Years ago the Cohasset Sewer commission did a poop study and discovered that even virgin woods reported high fecal counts. And that is because, EVERYTHING POOPS: Canada geese, birds, ducks, chipmunks, squirrels, raccoons, fish, and deer. And every time it rains the raindrops rain fecal content.

In a 2013 edition of Popular Science a small column discussed the particulate matter, which helps form rain. In a recent study, air samples were harvested during the 2010 hurricane season. Particulates were separated from the air filters and classified. In addition to pollen and dust, several types of bacteria and fungi were collected. Living bacteria and fungi. Some of the samples returned e. coli bacteria, the family of bacteria found in animal waste. Not all e. colibacteria is dangerous, by the way. The bacteria have to be cultured or have its DNA sequenced in order to distinguish if it is “bad” e. coli.

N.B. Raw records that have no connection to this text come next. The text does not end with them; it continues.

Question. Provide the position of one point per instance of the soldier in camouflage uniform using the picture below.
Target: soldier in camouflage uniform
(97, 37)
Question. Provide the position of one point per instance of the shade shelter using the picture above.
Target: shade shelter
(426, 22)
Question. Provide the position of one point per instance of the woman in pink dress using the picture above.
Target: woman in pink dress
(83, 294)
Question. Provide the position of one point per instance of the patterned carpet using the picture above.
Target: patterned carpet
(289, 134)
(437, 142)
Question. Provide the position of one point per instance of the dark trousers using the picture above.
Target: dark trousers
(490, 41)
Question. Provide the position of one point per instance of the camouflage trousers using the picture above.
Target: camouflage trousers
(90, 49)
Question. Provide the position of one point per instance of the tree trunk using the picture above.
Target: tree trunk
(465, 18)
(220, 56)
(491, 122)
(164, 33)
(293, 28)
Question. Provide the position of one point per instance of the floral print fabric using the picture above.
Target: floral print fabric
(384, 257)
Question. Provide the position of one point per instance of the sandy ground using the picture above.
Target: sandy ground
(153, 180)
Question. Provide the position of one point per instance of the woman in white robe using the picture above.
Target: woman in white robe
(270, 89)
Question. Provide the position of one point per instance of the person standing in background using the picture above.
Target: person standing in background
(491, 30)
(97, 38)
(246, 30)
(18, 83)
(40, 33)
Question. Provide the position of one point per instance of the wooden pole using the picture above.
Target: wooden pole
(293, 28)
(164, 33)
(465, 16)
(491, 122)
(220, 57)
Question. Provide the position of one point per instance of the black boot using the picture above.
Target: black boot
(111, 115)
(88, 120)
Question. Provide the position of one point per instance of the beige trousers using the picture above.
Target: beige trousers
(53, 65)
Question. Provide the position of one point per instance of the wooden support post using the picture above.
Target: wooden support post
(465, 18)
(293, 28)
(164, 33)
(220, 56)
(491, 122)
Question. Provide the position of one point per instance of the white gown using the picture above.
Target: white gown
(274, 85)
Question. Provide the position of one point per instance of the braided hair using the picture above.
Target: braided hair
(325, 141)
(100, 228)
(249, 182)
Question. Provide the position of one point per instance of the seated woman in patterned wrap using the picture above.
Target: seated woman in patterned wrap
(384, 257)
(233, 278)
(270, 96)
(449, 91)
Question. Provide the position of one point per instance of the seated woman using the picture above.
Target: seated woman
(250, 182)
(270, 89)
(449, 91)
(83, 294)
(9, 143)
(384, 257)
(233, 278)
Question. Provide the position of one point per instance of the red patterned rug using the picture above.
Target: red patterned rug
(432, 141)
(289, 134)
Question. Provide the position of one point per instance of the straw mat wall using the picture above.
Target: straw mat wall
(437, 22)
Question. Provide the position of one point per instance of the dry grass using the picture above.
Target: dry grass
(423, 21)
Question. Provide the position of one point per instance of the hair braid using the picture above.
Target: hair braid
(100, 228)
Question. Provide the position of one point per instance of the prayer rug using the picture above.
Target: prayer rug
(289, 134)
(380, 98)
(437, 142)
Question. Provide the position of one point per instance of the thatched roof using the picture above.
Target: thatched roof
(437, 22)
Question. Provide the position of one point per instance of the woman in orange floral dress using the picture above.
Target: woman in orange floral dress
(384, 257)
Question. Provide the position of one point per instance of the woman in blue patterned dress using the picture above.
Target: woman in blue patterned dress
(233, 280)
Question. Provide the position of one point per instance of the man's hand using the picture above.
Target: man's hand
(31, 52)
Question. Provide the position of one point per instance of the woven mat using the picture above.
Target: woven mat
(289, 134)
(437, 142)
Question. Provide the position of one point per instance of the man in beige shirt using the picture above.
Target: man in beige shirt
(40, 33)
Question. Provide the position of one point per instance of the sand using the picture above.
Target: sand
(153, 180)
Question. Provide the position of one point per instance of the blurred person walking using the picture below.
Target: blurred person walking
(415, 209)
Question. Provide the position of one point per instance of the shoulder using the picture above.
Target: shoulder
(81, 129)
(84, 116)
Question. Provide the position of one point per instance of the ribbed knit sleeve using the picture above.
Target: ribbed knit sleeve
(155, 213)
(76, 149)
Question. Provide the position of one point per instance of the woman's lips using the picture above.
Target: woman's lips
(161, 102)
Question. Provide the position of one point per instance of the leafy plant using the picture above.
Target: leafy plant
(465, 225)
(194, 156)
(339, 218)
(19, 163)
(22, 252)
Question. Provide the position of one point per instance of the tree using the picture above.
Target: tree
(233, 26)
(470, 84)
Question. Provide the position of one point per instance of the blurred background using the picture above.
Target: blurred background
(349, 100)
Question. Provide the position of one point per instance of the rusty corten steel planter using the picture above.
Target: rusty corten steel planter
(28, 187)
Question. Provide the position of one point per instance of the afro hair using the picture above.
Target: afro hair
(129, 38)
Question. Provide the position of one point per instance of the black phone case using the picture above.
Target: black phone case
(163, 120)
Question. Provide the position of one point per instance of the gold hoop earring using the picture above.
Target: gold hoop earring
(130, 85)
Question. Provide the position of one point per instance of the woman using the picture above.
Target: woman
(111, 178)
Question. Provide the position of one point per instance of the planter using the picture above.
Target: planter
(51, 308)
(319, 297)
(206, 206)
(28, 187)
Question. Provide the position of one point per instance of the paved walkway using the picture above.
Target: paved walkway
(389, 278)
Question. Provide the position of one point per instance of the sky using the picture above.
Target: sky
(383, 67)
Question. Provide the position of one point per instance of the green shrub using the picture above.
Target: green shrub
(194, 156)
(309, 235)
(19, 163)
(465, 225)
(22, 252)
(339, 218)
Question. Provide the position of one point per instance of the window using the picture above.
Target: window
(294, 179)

Forget the poop, Ms. Jenkins. Pay closer attention to water sales. Why is Linden Ponds in Hingham our only paid water customer? At the selectmen’s meeting Oct. 7 Jenkins bragged that Cohasset only required Aquarion to supply water to Cohasset ONCE during a particularly bad storm (1994).

At that same selectmen’s meeting Jenkins stated that no water is given to or sold to Aquarion, and that the state permit is specifically for Linden Ponds that pays $250,000 a year for its water and all meters are tested annually. Maybe. Jenkins said Aquarion and Cohasset account for the water that passes back and forth between the towns, and Aquarion gives back the water it has borrowed. It appears we would be better off selling Aquarion unmanufactured water at wholesale rates. It is nice that Hingham returns the water it borrows, but we really don’t need it back. We need a check. Some Cohasset taxpayers report that their water bill is over $400 a quarter.

In recent years, the owner of a hedge fund with financial ties to Aquarion was chairman of the water commission. I would like selectmen to be interested in that time period when the chairman of the water commission was obviously in conflict of interest over his hedge fund’s water investments and activities.

It’s way past the time for Cohasset Water to account for its activities.